Bir de Süper uzay var: Orada “GEON” denen geometrodinamik parçacıklar var ki, onların herbiri bir gramın yüzde-biri ağırlığında ve her birinden bir evren olacak güçte… Bu çok yüksek bir rakamdır. Ayrıntısına girmem için evren dışına çıkmam gerekecek, varsın kalsın.

ÖZETLE: Şu haliyle evren “Çökmeye aday”. Diyelim ki aday değil ve evren sonsuza kadar genişleyecek! Sonsuzu da KISITLI yani evren kesinlikle 101028 sıfırlı yıl boyunca genişler. Çünkü bu kadar yılda bir tek quant kalmıyor, onlar da %93 üzerine katılıyorlar ve toplam %100 oluyorlar ki, bu da çökmeyi gerektiriyor.

Bu birinci sorunun yanıtıydı. Eninde sonunda illa ki bir Doom Day ve arkasında Big Crunch var…

Gelelim ikinci soruya:

Yani çökme (big crunch) olmayacağı iddia edilmeye başlandı.. Beşinci güç denilen çekime ters bir güç sayesinde big crunch’ın yani birlenmenin olmayacağı söyleniyor.
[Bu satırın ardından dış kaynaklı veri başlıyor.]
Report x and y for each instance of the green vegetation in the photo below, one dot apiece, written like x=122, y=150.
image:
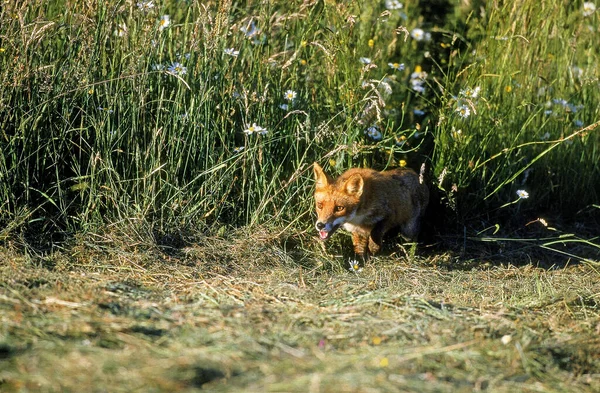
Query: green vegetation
x=156, y=228
x=110, y=114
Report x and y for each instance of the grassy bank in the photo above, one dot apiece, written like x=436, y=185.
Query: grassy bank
x=152, y=113
x=243, y=315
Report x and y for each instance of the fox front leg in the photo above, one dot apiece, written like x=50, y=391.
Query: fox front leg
x=361, y=244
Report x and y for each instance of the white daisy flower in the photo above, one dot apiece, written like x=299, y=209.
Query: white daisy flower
x=164, y=22
x=588, y=8
x=145, y=5
x=470, y=93
x=373, y=133
x=250, y=30
x=254, y=129
x=177, y=69
x=121, y=30
x=418, y=34
x=289, y=95
x=393, y=4
x=463, y=111
x=396, y=66
x=231, y=52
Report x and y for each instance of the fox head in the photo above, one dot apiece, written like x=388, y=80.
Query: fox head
x=336, y=200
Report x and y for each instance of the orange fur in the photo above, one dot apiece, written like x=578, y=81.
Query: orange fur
x=368, y=204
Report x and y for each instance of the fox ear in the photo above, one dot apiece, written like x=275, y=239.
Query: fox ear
x=320, y=176
x=354, y=185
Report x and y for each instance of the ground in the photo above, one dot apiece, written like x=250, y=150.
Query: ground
x=250, y=313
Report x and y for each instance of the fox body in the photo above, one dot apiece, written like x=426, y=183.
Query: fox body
x=368, y=204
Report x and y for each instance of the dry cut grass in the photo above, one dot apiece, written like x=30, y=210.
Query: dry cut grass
x=248, y=314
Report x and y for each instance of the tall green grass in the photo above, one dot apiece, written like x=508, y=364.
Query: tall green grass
x=96, y=130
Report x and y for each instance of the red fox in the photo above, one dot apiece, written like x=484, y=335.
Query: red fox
x=368, y=204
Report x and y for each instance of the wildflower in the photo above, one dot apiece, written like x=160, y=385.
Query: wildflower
x=107, y=110
x=145, y=5
x=417, y=34
x=463, y=111
x=577, y=72
x=385, y=87
x=231, y=52
x=164, y=22
x=560, y=101
x=373, y=133
x=250, y=30
x=393, y=4
x=470, y=93
x=573, y=108
x=289, y=95
x=121, y=30
x=417, y=80
x=354, y=266
x=588, y=8
x=396, y=66
x=177, y=69
x=456, y=134
x=255, y=129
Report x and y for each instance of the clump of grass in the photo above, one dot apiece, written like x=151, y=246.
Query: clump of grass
x=245, y=317
x=199, y=114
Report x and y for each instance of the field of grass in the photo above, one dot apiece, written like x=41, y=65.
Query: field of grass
x=244, y=314
x=156, y=212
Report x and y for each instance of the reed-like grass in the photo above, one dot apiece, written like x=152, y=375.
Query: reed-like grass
x=98, y=128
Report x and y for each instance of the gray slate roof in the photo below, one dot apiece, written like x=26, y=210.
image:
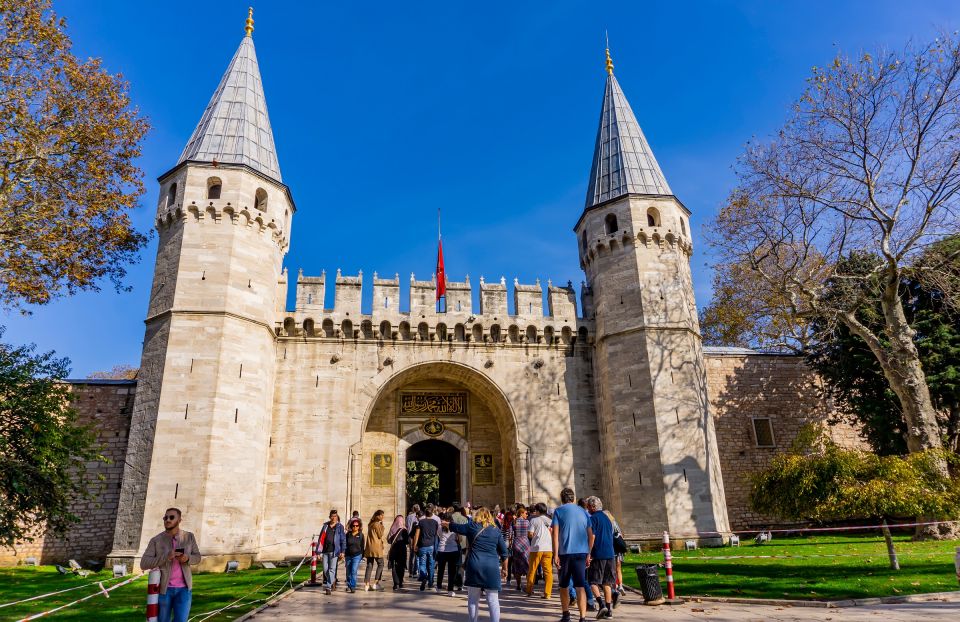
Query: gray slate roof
x=623, y=162
x=235, y=127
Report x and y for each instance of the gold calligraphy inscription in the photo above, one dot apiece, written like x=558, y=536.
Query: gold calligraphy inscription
x=432, y=427
x=483, y=473
x=422, y=403
x=381, y=470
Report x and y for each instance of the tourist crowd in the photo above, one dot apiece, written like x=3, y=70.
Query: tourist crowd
x=480, y=548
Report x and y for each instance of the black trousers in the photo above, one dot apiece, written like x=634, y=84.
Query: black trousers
x=451, y=562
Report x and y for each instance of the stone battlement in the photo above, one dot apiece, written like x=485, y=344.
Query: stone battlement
x=647, y=237
x=491, y=324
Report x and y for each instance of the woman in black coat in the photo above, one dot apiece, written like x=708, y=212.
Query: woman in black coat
x=398, y=539
x=487, y=551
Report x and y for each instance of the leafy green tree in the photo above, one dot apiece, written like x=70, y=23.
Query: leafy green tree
x=69, y=140
x=856, y=381
x=868, y=162
x=43, y=449
x=822, y=482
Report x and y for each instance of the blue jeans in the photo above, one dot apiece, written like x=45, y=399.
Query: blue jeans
x=330, y=563
x=353, y=563
x=175, y=604
x=425, y=565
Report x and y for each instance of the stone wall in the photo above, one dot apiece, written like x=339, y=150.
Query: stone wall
x=744, y=385
x=106, y=405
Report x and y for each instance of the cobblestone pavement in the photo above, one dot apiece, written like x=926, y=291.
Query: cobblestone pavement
x=387, y=606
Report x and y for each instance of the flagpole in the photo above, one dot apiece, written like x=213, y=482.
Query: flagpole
x=439, y=276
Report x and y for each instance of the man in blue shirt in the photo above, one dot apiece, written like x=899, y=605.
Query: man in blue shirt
x=572, y=541
x=602, y=559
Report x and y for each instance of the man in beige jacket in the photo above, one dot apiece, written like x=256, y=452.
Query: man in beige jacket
x=173, y=551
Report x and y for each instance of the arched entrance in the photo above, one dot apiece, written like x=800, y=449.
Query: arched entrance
x=433, y=473
x=445, y=414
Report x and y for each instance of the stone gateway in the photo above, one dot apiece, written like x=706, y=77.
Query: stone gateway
x=256, y=420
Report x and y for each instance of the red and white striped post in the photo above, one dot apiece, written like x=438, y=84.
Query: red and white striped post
x=313, y=560
x=153, y=595
x=668, y=564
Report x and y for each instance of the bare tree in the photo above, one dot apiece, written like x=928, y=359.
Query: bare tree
x=867, y=166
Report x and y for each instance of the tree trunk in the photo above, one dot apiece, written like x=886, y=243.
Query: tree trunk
x=905, y=375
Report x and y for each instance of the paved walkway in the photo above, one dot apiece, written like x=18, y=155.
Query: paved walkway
x=312, y=604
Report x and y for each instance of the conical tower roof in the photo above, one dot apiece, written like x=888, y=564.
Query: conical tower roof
x=623, y=162
x=235, y=127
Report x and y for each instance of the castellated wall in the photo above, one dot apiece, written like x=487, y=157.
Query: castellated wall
x=744, y=385
x=528, y=379
x=106, y=406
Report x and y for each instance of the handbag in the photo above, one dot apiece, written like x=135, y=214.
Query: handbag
x=619, y=544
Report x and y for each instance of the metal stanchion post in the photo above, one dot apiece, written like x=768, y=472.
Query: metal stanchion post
x=153, y=595
x=668, y=565
x=313, y=560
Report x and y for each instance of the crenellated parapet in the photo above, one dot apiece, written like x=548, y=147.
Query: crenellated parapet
x=425, y=324
x=195, y=193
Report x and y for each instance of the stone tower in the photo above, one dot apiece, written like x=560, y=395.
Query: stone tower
x=200, y=428
x=661, y=470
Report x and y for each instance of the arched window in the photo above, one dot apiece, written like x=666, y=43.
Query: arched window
x=214, y=186
x=610, y=223
x=653, y=217
x=531, y=334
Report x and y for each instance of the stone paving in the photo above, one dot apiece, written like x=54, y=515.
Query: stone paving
x=387, y=606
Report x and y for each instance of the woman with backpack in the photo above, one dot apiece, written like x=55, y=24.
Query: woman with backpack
x=398, y=539
x=487, y=550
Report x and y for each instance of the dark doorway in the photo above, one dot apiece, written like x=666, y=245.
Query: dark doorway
x=433, y=473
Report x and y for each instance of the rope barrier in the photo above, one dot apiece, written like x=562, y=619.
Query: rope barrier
x=714, y=534
x=676, y=558
x=80, y=600
x=201, y=617
x=69, y=589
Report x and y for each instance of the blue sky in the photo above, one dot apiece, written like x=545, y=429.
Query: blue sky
x=383, y=112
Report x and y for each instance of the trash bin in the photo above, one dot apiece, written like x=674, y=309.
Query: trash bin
x=649, y=577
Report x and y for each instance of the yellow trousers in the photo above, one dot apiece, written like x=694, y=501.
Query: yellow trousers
x=545, y=559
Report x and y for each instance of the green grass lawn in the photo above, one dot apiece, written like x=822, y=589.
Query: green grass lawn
x=210, y=591
x=924, y=567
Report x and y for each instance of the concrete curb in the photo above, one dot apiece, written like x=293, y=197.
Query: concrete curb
x=822, y=604
x=248, y=615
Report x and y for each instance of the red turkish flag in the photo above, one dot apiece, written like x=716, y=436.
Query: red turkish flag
x=441, y=276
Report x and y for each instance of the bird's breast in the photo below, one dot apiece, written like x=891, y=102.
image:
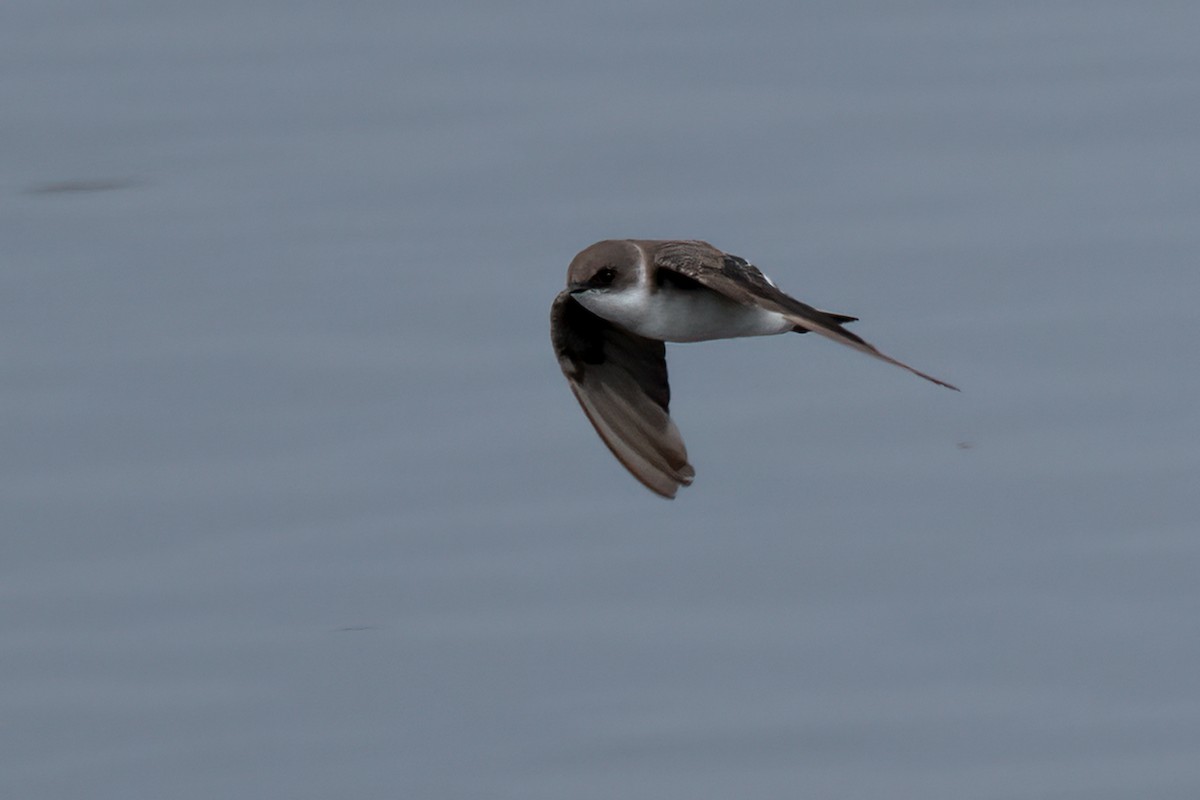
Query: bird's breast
x=671, y=314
Evrende kuvvetleri yeni görüşler ötesinde sana döktüreceğim ki, hiç bir web sayfasında arasan bulamazsın. Doğanın kuvvetleri ARTIK dört denmiyor, güçlü nükleer kuvvetin altında BEŞİNCİ GÜÇ var. Bundan önce yöntem bilgisi olarak doğanın kuvvetleri iki ana kategori altında başlıklanıyor:

1. İki yanlı kuvvetler. (Mıknatıs gibi hem iten hem çeken yani iki yanlı çalışan kuvvetler) Elektromagnetik Kuvvet, Güçlü Çekirdek Kuvveti ve bunun bir bölümü gibi davranan “Zayıf Çekirdek Kuvveti”. Bu üç kuvvet, süper simetri ilkesinin bir parçasıdır.

2. Tek yanlı kuvvetler. Üç kuvvetle bağdaşmayan Çekim (Gravitation) daima çeker, bunun tersini yapmaz. Çekimi gerçekleştiren parçacığın adı GRAVİTON (Bozonu)dur. Diğer üç kuvvetle birleştirilmesini gerçekleştirecek olan olası parçacığının adı da GRAVİTİNO’dur.

İyi ama süper simetri ilkesi der ki, “Ne kadar iki yanlı kuvvet varsa, o kadar da tek yanlı kuvvet bulunmalıdır.” (Denklemlerin eksili çözümü: Örneğin evrende ne kadar eksi yük varsa o kadar artı yük vardır. Ve gerçekten de öyledir. Elektromagnetizma, eşit sayıda artı ve eksi yüklerin eşit sayıda patlamasıdır.) O halde bildiğimiz Çekim dışında iki “KAYIP, TEK YÖNLÜ KUVVET” daha BULUNMALIDIR.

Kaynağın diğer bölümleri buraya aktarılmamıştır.